Places to avoid on the Côte d’Azur

BustyWow, what a night. Neymar and Oscar may well have set the World Cup party going but Pedro, Enzo, André, Thiago, Davi, Vitor and Marcelo certainly ensured my night went off with a bang – a big one at that.
As you may recall, “A little bit of Pedro in my life, A little bit of Enzo by my side, A little bit of André is all I need, A little bit of Thiago is what I see, A little bit of Davi in the sun, A little bit of Vitor all night long, A little bit of Marcelo here I am, A little bit of you makes me a woman”…
Mind you, I’ve got to make the most of it down here because – would you believe – me and my big mouth have got me in trouble again.
My visits to the local agencies have somewhat backfired as the boss of Huge – Huge by name, Huge by nature – is insisting I join him in Cannes, of all places.
It’s not easy being me, you know. So it seems I will be slumming it in the South of France, after all, fighting off pasty-white, married Don Draper wannabes begging to see my full Brazilian.
It’s two years since I’ve been to the Cannes Lions Festival of Debauchery – and I’m still trying to blank out my previous visit when my body took a real pounding, in more ways than one.

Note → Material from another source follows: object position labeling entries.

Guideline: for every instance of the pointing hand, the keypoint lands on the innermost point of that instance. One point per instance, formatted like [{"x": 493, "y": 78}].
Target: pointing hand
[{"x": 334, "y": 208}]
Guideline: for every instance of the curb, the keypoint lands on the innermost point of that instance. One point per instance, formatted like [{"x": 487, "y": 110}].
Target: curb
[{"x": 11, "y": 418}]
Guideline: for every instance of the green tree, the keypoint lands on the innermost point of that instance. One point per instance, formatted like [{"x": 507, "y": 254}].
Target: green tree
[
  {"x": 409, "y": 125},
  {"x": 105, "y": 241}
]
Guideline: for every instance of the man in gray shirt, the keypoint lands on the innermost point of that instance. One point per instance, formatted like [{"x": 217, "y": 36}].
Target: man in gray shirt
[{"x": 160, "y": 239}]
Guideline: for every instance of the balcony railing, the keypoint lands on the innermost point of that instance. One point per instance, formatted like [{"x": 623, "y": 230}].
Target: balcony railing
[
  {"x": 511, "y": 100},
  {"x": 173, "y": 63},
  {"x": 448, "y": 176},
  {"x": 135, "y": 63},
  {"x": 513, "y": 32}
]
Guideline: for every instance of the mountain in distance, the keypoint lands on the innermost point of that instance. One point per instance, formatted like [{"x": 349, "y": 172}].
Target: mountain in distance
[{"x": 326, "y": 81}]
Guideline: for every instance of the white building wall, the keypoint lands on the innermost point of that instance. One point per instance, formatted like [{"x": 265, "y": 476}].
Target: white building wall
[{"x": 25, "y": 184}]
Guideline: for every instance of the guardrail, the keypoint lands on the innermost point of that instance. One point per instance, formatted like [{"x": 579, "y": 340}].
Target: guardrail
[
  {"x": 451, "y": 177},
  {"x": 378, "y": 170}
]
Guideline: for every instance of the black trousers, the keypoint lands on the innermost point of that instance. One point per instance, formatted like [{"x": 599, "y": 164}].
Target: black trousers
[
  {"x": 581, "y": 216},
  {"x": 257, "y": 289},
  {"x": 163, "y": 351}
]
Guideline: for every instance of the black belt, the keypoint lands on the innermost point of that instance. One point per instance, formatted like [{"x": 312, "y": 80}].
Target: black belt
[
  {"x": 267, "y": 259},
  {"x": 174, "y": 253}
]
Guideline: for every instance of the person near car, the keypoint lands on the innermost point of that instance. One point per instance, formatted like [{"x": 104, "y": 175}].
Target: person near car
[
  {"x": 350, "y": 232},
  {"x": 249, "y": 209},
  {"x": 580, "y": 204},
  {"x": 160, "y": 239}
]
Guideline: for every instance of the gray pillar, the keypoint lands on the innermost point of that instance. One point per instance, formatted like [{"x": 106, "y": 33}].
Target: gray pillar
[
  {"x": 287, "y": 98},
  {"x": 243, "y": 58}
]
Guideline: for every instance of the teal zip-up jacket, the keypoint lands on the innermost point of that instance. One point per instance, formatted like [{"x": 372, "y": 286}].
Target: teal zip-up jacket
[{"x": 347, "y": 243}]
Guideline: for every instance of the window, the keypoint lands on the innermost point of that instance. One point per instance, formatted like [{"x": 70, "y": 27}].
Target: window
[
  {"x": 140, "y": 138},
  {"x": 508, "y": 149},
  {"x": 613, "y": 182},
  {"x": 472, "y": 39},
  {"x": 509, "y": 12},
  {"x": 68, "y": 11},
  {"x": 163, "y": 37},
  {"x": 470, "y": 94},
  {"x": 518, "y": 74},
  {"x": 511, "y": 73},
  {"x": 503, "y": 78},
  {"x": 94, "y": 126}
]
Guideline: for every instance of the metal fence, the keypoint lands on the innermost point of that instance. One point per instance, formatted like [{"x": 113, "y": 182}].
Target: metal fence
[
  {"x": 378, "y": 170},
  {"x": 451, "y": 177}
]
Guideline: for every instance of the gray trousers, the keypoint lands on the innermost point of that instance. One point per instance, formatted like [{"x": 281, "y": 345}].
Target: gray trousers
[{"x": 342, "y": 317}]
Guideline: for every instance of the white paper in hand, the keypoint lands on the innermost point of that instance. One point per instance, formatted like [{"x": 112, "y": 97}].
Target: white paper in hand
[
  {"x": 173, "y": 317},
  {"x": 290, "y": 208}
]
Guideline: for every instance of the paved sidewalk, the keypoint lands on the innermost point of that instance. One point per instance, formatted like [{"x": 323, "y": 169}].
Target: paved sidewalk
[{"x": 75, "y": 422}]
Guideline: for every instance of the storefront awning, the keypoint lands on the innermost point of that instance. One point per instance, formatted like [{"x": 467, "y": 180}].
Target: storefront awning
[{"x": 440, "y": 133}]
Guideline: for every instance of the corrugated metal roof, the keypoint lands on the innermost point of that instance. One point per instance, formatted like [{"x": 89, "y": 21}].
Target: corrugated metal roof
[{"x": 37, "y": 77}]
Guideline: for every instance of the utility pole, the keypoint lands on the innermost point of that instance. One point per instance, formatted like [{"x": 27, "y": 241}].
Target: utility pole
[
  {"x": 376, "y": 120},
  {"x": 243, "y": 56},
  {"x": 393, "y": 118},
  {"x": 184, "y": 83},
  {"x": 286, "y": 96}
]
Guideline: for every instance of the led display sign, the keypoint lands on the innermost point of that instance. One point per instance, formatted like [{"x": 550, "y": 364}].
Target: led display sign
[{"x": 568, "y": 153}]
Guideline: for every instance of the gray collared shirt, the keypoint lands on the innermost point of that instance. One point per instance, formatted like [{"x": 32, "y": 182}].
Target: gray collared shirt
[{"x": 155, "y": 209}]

Luckily (or not) I did stumble upon a great article by “PR to the stars” and former Campaign, er, special reports editor, the one and only Jane Austin. (Well, she’s not really the one and only is she, but you get my drift.)
Anyway, she’s written the definitive guide to the best places to eat, greet and meet clients at Cannes, and a mighty fine read it is, too.
However, whether you want to be taking advice from someone who admits: “last year I got trapped in the glass revolving door on the Carlton Terrace; as a warm non-rosé induced flush consumed my body, and the glass panes began to mist up with my sweat and anxiety, perhaps resignation, I prayed that I would not be saved and just left to expire into a pool of perspiration”…is a different matter.
Still, as someone who’s been to every venue under the sun, sometimes even sober, our Janey offers some pretty sound advice. So, dear readers, you too can visit the Palm Beach Casino, Le Bar Au Vin, Le Jardin, Sushi Kan, Il Viaggio, The Absinthe Bar, the Grand Hotel, The Carlton and even McDonald’s, where Ms Austin will no doubt be picking up her commission for mentioning them in such glowing terms.
Mind you, as she’ll also have an entourage of those pasty-white, married Don Draper wannabes in tow, you can always use her guide as the perfect places to avoid. Thanks hun!